Valve has patched a dangerous exploit that allowed users to artificially add endless funds to their Steam Wallet after an alert from a concerned researcher.
The security researcher, using the name "drbrix," originally published the vulnerability on the site HackerOne on Aug. 9—typically used to report possible security issues in code and explore how to fix them. These "white hat" hackers expose problems for the good of the platform rather than for personal gain. Although, receiving a little monetary gratitude in the form of a "bounty" never hurts.
Fortunately, the exploit was quickly reported to Valve the same day the post went live.

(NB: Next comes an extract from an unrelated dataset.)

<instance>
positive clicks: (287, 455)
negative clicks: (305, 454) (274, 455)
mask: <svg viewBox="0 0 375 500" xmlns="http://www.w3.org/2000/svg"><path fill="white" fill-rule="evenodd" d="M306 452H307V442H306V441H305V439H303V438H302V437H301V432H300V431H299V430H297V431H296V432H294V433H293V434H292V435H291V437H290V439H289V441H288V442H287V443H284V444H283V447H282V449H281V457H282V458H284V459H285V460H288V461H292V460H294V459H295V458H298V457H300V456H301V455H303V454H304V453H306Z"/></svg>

Valve Patches Unlimited Funds Steam Wallet Exploit
According to drbrix, the crux of the issue was allowing hackers to intercept internet traffic containing the correct number of funds and artificially inflating the number. Using the payment platform Smart2Pay, hackers were able to grab the corresponding request and locate a variable that could easily turn $1 into $100 with a few keystrokes.
The key? Hackers would need to create an e-mail with the phrase "amount(number)" somewhere in the address. This allowed the variables within the POST traffic to be editable and therefore, instead of using the real monetary value, the code would instead shift it to the amount equal to the numbers within the e-mail.
Unsurprisingly, the report was quickly marked as "Critical."
Valve acknowledged the report and, after investigating, confirmed the exploit "[was] happening pretty much as described, and are taking steps now." Working together, drbrix and a Valve employee known as "jonp" were able to get the issue under control by the following day. They soon applied a fix that operated just as the company intended.
Both parties agreed to disclose the full report on HackerOne once it had been confirmed as "Resolved." Valve thanked drbrix for their "clearly written and helpful" report. The company paid them a $7500 bounty as a reward for bringing it to light.